Besonders praxisrelevant sind die neuen Regeln zu unwirksamen Wertsicherungsklauseln in Altverträgen. Rückforderungsansprüche werden nun klarer begrenzt: – Grundsätzlich sind Rückforderungen auf Zahlungen der letzten fünf Jahre vor Vertragsende oder vor Kenntnis der Unwirksamkeit beschränkt. – Zusätzlich gilt eine subjektive Verjährungsfrist von drei Jahren ab Kenntnis von Unwirksamkeit und Anspruch. – Als absolute Obergrenze gilt eine 30-jährige Höchstfrist seit der jeweiligen Zahlung. Diese Regelungen schaffen einerseits mehr Rechtssicherheit für Vermieter, verhindern andererseits unbegrenzte Rückforderungsansprüche – ein ausgewogener Kompromiss für die Praxis.

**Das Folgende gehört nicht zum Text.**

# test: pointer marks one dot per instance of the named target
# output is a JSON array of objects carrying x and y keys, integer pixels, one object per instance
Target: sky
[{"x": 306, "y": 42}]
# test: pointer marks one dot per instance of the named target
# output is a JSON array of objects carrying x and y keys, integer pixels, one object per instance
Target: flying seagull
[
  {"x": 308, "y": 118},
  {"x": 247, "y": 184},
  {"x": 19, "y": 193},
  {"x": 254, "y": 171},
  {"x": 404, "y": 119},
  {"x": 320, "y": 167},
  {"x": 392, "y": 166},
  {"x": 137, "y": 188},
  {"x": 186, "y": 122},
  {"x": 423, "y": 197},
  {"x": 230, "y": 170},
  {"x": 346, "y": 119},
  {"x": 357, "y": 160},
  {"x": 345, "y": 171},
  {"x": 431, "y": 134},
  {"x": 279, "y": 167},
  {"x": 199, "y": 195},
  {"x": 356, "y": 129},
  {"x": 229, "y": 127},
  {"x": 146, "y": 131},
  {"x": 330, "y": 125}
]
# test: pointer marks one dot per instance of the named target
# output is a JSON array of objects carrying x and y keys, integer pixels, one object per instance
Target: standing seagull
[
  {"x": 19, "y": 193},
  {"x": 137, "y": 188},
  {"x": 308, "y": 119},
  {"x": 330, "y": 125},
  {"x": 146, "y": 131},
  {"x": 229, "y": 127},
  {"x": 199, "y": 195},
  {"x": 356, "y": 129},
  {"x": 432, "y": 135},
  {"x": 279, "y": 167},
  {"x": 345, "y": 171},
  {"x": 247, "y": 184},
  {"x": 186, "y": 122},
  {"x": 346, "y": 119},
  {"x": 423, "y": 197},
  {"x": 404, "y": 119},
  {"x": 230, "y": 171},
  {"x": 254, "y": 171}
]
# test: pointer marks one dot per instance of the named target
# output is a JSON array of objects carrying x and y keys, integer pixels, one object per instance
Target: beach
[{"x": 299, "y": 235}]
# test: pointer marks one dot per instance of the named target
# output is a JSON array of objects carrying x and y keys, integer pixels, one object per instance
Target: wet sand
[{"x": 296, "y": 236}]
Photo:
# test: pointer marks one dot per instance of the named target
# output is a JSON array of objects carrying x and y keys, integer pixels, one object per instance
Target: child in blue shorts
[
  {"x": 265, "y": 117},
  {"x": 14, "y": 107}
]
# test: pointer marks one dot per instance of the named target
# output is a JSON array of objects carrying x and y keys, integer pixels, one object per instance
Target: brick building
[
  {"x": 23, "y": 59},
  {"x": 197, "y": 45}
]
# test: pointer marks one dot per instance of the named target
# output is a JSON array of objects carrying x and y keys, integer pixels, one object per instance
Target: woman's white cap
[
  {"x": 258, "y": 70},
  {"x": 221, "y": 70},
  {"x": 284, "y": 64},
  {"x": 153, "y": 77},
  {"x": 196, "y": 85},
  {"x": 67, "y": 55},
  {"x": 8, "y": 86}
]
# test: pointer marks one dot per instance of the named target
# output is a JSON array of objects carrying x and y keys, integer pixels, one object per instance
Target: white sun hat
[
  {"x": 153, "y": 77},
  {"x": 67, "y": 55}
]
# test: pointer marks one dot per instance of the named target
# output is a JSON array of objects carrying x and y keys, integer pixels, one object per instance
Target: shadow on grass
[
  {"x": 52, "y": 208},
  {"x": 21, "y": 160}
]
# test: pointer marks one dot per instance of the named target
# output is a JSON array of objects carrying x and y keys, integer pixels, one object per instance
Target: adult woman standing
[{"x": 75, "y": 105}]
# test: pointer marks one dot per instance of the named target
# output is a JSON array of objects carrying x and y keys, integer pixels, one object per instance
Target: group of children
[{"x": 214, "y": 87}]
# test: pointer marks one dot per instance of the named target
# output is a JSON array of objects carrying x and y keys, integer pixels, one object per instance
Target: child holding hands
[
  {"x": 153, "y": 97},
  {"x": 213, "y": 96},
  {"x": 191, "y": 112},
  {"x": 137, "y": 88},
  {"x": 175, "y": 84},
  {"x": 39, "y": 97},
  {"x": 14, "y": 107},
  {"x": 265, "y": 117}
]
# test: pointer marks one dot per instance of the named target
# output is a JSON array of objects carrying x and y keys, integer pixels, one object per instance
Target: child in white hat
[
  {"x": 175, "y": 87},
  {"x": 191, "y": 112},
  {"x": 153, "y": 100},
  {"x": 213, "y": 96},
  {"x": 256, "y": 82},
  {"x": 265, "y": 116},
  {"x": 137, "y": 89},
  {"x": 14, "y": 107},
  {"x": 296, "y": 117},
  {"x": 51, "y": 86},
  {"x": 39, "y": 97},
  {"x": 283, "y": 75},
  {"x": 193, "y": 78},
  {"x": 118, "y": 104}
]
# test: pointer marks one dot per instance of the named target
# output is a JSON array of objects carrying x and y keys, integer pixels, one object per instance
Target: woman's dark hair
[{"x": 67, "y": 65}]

Befristungen: drei vs. fünf Jahre

Ein weiterer Schwerpunkt des 5. MILG ist die Verlängerung der Mindestbefristung im Anwendungsbereich des MRG. Ziel ist eine stärkere Absicherung von Mietern, ohne Privatvermieter übermäßig zu belasten: – Tritt der Vermieter als Unternehmer im Sinne des KSchG auf, muss ein befristeter Wohnungsmietvertrag ab 1.1.2026 mindestens fünf Jahre laufen. – Bei klassischen Privatvermietungen bleibt es bei der bisherigen Mindestbefristung von drei Jahren. – Das Kündigungsrecht des Mieters bleibt unverändert: Mieter können weiterhin jederzeit mit dreimonatiger Frist vorzeitig kündigen – auch bei fünfjähriger Befristung.

Praxisbeispiel

Ein Wiener Wohnungsmietvertrag im MRG-Vollanwendungsbereich wurde 2024 mit einem Unternehmer als Vermieter abgeschlossen, der Mietzins ist wertgesichert nach VPI 2020. Ab 1. April 2026 darf der Vermieter den Mietzins nur einmal jährlich anpassen. Zur Berechnung ist die durchschnittliche Inflation des Vorjahres heranzuziehen; Inflationsanteile über 3 % fließen nur zur Hälfte in die Erhöhung ein, und für 2026 gilt zusätzlich die Deckelung auf 1 %. Eine vertragliche Klausel, die eine höhere oder häufigere Anpassung vorsieht, ist insoweit unwirksam und wird automatisch durch das MieWeG-Schema ersetzt.

Praktische Tipps für Vermieter und Mieter

Für Vermieter, insbesondere in Wien und anderen Städten mit MRG-Vollanwendung: – Bestehende Wertsicherungsklauseln prüfen: Entsprechen sie ab 1.4.2026 dem MieWeG-Modell, oder ist eine Anpassung erforderlich? – Geplante Mietzinserhöhungen über 1 % im Jahr 2026 bzw. 2 % im Jahr 2027 bei Richtwert- und Kategoriemieten sind unzulässig. – Bei Neuverträgen mit Unternehmer-Eigenschaft: Mindestlaufzeit von fünf Jahren einhalten. Bei Privatvermietern sind weiterhin drei Jahre möglich. Für Mieter: – Mietvertrag auf Wertsicherungsklauseln prüfen und kontrollieren, ob Erhöhungen nach dem neuen MieWeG-System vorgenommen wurden. – Bei Altverträgen mit unwirksamer Wertsicherung: juristische Klärung empfehlenswert, ob und in welcher Höhe Rückforderungsansprüche bestehen. – Bei befristeten Verträgen ab 2026 beachten: Das eigene Kündigungsrecht mit dreimonatiger Frist bleibt unberührt.

Unser Fazit

Das 5. MILG markiert einen Paradigmenwechsel im österreichischen Mietrecht: Wertsicherung wird gesetzlich standardisiert, Mietsteigerungen werden gebremst, und befristete Mietverhältnisse werden für Mieter stabiler. Für die Praxis gilt: Ab 2026 sollte kein Wohnungsmietvertrag ungeprüft bleiben – ob Mietpreisbremse, Wertsicherungsklausel oder Befristungsdauer, viele bestehende Vereinbarungen benötigen ein Update.